Признаюсь, я во второй раз прибег к тактике выплескивания жаргона. Начальники отделов сбыта и маркетинга, писал я, подозревают друг друга в подтасовывании фактов, чтобы увеличить свои годовые премиальные — "конфликт интересов". Один из старших руководителей, далее утверждал я, не может решить, в каком качестве ему следует себя вести: как администратору высшего звена, как этого и требует его должность, или, поскольку он был совсем недавно нанят на работу, как молодому специалисту — "ролевой конфликт". Следуя этому подходу, я сумел упомянуть и "корпоративную культуру", и "техническую специализацию и новаторскую деятельность", и "структурно-конъюнктурную привязку", да и целую горсть прочих терминов.

Возможно, что мое поведение на экзамене по ОБ звучит цинично, как элементарная попытка получить удовлетворительную оценку без стремления к обретению подлинных знаний.
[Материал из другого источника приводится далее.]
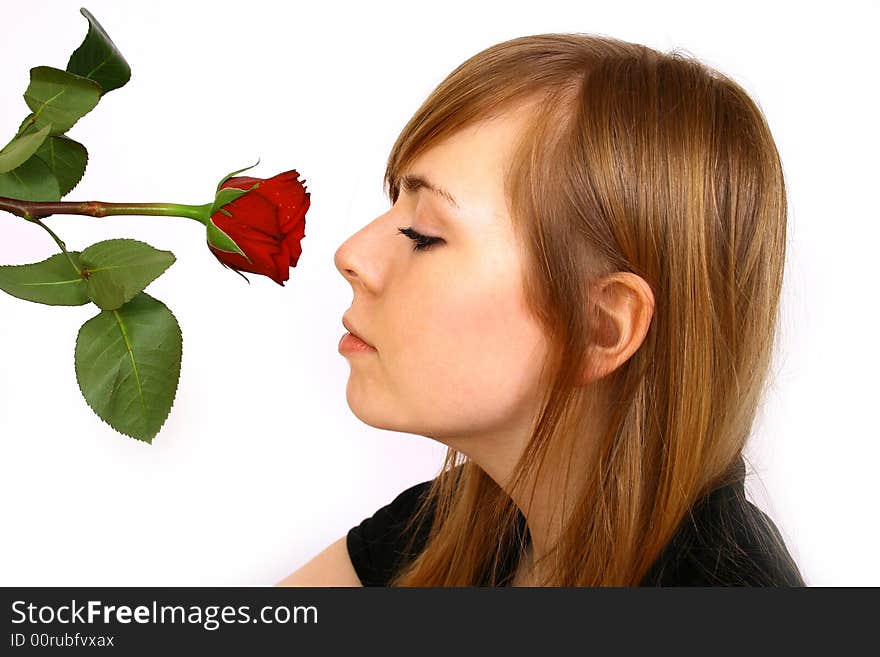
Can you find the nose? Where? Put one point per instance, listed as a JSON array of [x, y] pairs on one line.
[[343, 261], [359, 258]]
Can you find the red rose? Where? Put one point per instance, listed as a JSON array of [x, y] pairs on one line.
[[266, 223]]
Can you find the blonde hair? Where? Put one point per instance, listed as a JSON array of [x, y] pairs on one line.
[[636, 161]]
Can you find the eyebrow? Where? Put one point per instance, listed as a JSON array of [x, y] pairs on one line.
[[413, 181]]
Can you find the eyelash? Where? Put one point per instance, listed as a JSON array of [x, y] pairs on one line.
[[420, 242]]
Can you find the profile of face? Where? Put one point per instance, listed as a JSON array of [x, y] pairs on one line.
[[457, 353]]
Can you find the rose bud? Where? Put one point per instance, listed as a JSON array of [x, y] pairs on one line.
[[265, 221]]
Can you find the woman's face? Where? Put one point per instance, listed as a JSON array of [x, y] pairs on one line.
[[457, 354]]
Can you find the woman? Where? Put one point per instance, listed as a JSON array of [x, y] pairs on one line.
[[576, 290]]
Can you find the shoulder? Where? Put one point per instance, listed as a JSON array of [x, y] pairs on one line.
[[378, 544], [726, 541]]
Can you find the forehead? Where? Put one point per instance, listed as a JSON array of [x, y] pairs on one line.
[[471, 165]]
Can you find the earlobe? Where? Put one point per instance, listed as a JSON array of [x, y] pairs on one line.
[[624, 306]]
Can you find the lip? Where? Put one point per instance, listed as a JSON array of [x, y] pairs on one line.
[[350, 328]]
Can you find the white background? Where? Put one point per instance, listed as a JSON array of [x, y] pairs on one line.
[[261, 463]]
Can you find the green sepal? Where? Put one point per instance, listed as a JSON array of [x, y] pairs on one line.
[[228, 195], [98, 58], [220, 240], [228, 176]]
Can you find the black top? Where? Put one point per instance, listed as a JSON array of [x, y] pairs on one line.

Так оно и было. И все же потом, забираясь в кровать, на пару часов дневного сна, я вдруг понял и признал, что мне, молодому человеку, десять недель назад не имевшему буквально никакого представления о бизнесе, материал ОБ действительно позволил взяться за сложную управленческую ситуацию и извлечь из нее смысл, пусть даже и рудиментарный.

Четверг, компьютеры, четырехчасовая боль. Я был уставший, еще даже заходя в класс. Затем я обнаружил, что мне приходится бороться за каждый ответ. Ощущение напоминало повесть Хемингуэя про борьбу с тунцом. Я потратил целый час, отвечая на один вопрос из пяти, сильно выпав из нужного ритма, поэтому с остальными задачами пришлось разбираться на скорую руку.
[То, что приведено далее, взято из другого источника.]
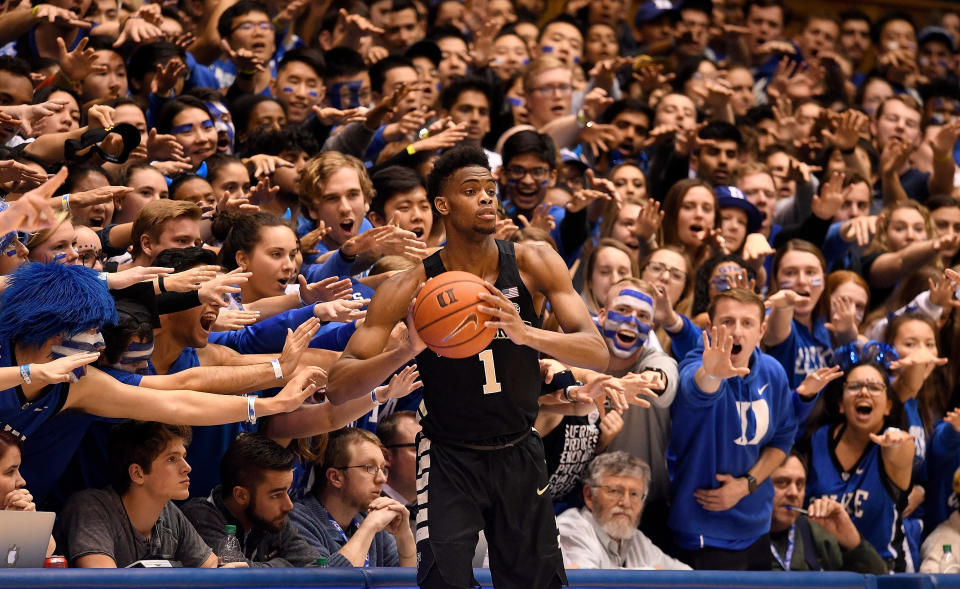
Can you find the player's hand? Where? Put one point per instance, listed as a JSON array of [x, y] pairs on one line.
[[504, 315], [729, 493], [19, 500], [416, 344], [833, 518]]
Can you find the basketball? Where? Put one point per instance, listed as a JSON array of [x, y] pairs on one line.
[[447, 318]]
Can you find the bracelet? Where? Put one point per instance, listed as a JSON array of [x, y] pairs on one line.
[[566, 392], [251, 409]]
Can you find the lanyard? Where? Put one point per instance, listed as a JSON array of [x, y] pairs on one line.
[[790, 546], [356, 524]]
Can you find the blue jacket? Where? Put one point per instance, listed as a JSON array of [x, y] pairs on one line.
[[725, 432]]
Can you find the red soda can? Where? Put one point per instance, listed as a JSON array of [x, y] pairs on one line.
[[55, 562]]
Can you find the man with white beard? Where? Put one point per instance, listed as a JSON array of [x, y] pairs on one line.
[[604, 534]]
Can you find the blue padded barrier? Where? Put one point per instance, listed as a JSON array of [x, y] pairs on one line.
[[406, 578]]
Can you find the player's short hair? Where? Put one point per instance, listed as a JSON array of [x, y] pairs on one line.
[[462, 156], [741, 295], [617, 464]]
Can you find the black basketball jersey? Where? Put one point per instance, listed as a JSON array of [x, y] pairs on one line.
[[492, 395]]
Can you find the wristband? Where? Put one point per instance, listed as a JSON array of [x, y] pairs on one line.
[[251, 409]]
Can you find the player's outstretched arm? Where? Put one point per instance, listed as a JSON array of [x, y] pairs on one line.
[[580, 343], [365, 364]]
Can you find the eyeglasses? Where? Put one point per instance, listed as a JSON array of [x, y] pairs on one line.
[[518, 172], [872, 386], [550, 90], [372, 469], [247, 26], [675, 273], [90, 257], [618, 493]]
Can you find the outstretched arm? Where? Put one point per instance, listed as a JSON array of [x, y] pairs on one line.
[[580, 343], [365, 364]]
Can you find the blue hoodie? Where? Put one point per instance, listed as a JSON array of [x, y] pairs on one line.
[[725, 432]]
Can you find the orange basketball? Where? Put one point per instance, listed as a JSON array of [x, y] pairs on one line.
[[447, 318]]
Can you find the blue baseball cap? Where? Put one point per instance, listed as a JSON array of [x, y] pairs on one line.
[[731, 196], [652, 10]]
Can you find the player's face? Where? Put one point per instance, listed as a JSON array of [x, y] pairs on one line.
[[469, 200], [789, 488], [744, 322], [616, 503], [359, 486], [10, 478], [269, 501], [169, 475], [865, 399]]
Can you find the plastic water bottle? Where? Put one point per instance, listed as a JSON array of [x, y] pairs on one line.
[[230, 547], [948, 562]]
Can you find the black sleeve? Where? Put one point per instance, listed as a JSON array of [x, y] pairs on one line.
[[574, 230], [174, 302], [812, 229]]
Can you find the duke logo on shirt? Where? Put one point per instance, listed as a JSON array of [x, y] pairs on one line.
[[760, 412]]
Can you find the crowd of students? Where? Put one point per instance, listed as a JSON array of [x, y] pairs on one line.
[[201, 198]]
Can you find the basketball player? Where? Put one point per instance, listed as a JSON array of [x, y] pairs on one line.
[[480, 465]]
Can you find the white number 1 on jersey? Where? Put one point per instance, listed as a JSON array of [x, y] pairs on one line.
[[490, 385]]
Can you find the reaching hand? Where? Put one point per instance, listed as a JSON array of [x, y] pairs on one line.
[[717, 348], [401, 384], [296, 343], [814, 382], [329, 289], [341, 310], [61, 369]]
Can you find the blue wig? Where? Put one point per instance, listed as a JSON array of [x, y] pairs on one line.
[[47, 300]]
В самом последнем вопросе речь шла про Эксэл Байсикл Компани, предприятие, выпускавшее туристические и горные велосипеды, мужских и женских моделей, итого четыре модели общим числом. Они заключили контракты с оптовиками на ежемесячную поставку определенного количества каждой модели в течение одного квартала. Задача в деталях расписывала затраты на изготовление моделей, время, требуемое на сборку и отделку, снабженческие издержки и так далее. "Разработать модель линейного программирования, которая сведет к минимуму затраты компании на трехмесячный контрактный период". Здесь я превратился уже не в Хемингуэя, а в Ахава, нанося отчаянные, судорожные удары гарпуном.

К экзамену по бухучету, выпавшему на пятницу, во мне уже едва теплился огонек интеллектуальной мысли. Я был измотан. Перегорел. Едва заняв место, я почувствовал, что не в состоянии закончить экзамен, но мне было уже все равно. А потом Уолт раздал "голубые тетрадки" и тут я испытал тот самый прилив адреналина, способность, что развилась, должно быть, еще у наших неандертальских предков, чтобы спасаться от птеродактилей и закованных в шерстяную броню мамонтов.

На этом экзамене шла длинная цепочка вопросов про балансы и отчеты о движении ликвидной наличности Петри Корпорейшн, торгового дома-гиганта. Я работал в ровном, устойчивом ритме, столкнувшись с проблемой только ближе к концу, когда минут на сорок застрял среди методов учета при приобретении частичного пакета дочерней компании. Я описал два пути решения этого вопроса, надеясь, что какой-то из них позволит получить частичный зачет.

А потом, как только минутная стрелка больших, казенных часов на фронтальной стене аудитории перевалила за 12, отметив наступление полудня, раздался громкий, стреляющий звук. Это Сэм Барретт раскупорил бутылку калифорнийского шампанского.

Все отпили из горлышка.

Завершился осенний семестр. Конец, точка.


К тому времени, как я вернулся домой, Филипп уже уехал в Тахо кататься на лыжах. Джо вот-вот должен был отправиться в аэропорт.

— С наступающим! — крикнул он, закидывая сумки в поджидавшее такси. — Увидимся в следующем году. Все, я побежал!